暴風や火災が荒れ狂い、放射能に汚染された地球は今や終焉を迎えており、人間が生き延びるには、火星に移住するしかない。すでに宇宙船が定期航路について、人々を火星に送り出している。
そんな宇宙船のひとつが〈アニアーラ〉号である。現代の巨大クルーズ船さながら、8千人もの乗客を収容して出発する。
だが、不慮の事故によって航路は狂わされ、船は宇宙空間を漂流していく。不毛な旅路が続くなか、人々は宇宙船を惑星とみなし、限られた生活空間の中でそのときどきの希望にすがって生きていくしかない。
そのように展開していくのだが、物語それ自体はメタファーにあふれる韻文で書かれていて、筋を追うように構成されていない。読者は、難解なイメージに見え隠れする深遠なメッセージを感じとらねばならない。
出版当初、この作品はスウェーデン本国はもとより、北欧全体で衝撃をもって受け止められ、ちょっとしたセンセーションを巻き起こし、カルト本のように扱われてきた。
日本では最近、詩潮社から児玉千晶による邦訳が出されており、版元のサイトではこんな風に紹介されている。
壮大な宇宙叙事詩
放射能汚染された地球から火星へと飛び立った宇宙船アニアーラ号は、不慮の事故により、琴座にむけて永遠に宇宙をさまようことになる――。孤独な航海の物語に、新旧約の聖書や数々の神話を重ね、科学用語や独自の造語を散りばめて創りあげた壮大なる詩世界。1974年ノーベル文学賞受賞詩人の代表作。

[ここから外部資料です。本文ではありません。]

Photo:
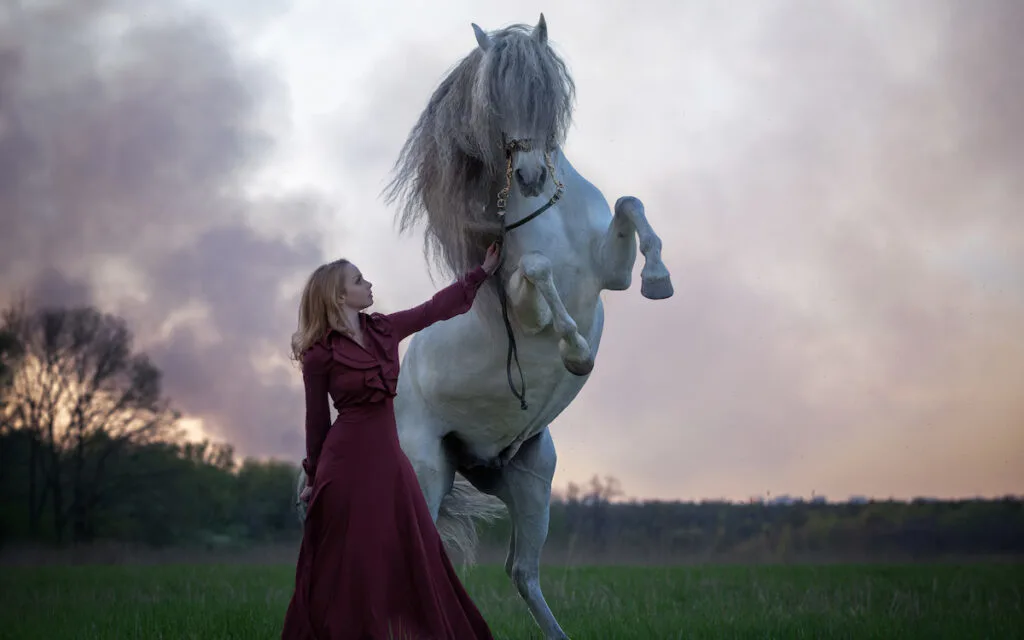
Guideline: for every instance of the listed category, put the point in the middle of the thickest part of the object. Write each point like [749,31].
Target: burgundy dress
[372,563]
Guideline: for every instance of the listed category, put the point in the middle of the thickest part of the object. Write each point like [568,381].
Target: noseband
[512,146]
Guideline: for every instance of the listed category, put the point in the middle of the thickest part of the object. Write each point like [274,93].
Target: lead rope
[512,352]
[502,295]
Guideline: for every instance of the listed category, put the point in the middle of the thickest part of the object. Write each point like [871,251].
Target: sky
[837,184]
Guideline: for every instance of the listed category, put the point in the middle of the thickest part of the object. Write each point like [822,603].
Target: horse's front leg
[536,304]
[619,251]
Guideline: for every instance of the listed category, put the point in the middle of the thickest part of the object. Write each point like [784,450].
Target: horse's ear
[541,31]
[481,37]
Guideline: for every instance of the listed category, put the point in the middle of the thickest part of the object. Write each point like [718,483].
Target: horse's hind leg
[425,451]
[524,486]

ここにグレタ・トゥーンベリがどうかかわってくるのか?
冒頭で結論を見せておきながら、話はさっそくには結論に達しそうにない。
まずは、グレタの父と祖父のどちらも俳優で演出家であることから。
冒頭で結論を見せておきながら、話はさっそくには結論に達しそうにない。
まずは、グレタの父と祖父のどちらも俳優で演出家であることから。
1925年生まれの祖父オーロフは『アニアーラ』が出た頃には演劇の分野で活動しており、まちがいなく当時の熱狂のなかで読んでいたはずだ。しかも、この作品はすぐにオペラ化され、舞台上演されてもいる。

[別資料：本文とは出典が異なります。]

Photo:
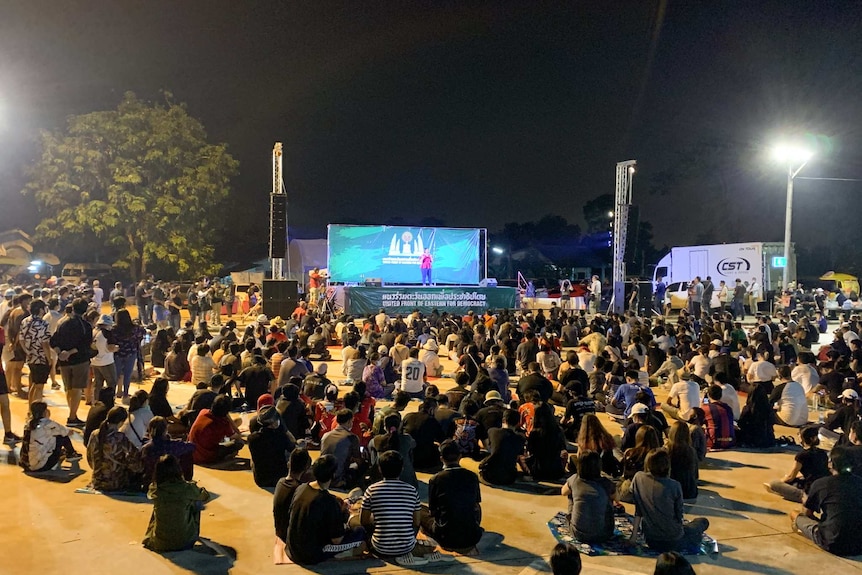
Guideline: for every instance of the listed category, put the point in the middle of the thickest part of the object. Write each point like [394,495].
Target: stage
[365,300]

単にあの時代を生きたというだけでなく、地球が終わりを迎えるという不安を、自分の無意識のうちに定着させることになった、と言ったら穿ちすぎだろうか。
それにしても、オーロフと、その息子スヴァンテ、そしてスヴァンテの娘であるグレタの3人は、顔の造作がよく似ている。

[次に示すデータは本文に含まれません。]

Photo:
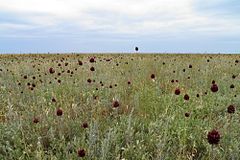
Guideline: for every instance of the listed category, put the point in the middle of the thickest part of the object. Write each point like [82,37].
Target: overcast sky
[119,25]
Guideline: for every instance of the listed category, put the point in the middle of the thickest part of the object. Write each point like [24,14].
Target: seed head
[115,104]
[214,88]
[59,112]
[213,137]
[231,109]
[81,153]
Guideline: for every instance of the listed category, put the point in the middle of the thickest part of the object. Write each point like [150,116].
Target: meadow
[119,106]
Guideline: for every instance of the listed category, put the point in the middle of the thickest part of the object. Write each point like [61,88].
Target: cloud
[124,21]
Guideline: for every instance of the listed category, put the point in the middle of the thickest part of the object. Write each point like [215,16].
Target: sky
[162,26]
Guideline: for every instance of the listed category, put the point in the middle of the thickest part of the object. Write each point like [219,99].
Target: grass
[150,122]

彼女のつぎなる舞台は、近くマドリードで開かれる国連気候変動枠組み条約第25回締約国会議(COP25)。そこでは地球温暖化対策の国際枠組み「パリ協定」の実施ルールを詰める協議が行われる。
地球温暖化について、わたしはここで何か語るつもりはない。この課題にはあまりに多岐にわたる政治、科学、統計学その他の問題が絡んでいて、何をどう言おうと、自分のイデオロギーの立ち位置を問われずにすまされない。
確かに言えるのは、グレタ・トゥーンベリが地球温暖化に恐怖を抱いている、それが世界にもたらす危機を心から信じている、ということだ。
前回の記事でわたしは、イギリスの詩人クリスティーナ・ロセッティの詩のひとつを取り上げ、「自然」という従わせられない力、という言い回しを使ってみた。そのとき、ふとグレタの存在が思い浮かんだのだ。自然を聖と結びつけてしまう人として。
今グレタに賛同して集まる若者は、あふれるエネルギーでもって、自分たちの価値観を行動に移している。そんななかにあって、グレタ本人は一線を画しているように見える。
Make the World Greta Again! という短いドキュメンタリー映像が、いろんな意味でおもしろい切り口を見せてくれる。--運動というものを作っていくために必要なノウハウ。組織のなかでの役割分担。指導者と協賛者。若者たちが公的な場で放つ激しいメッセージの言葉。それを埋め合わせるかのように、私的な場では極度に軽い言葉を投げかわす。
グレタはそんな若い賛同者のあいだで、楽しげな表情はまったく見せない。自分が心から信じるものだけを見つめている。語調を変えることもない。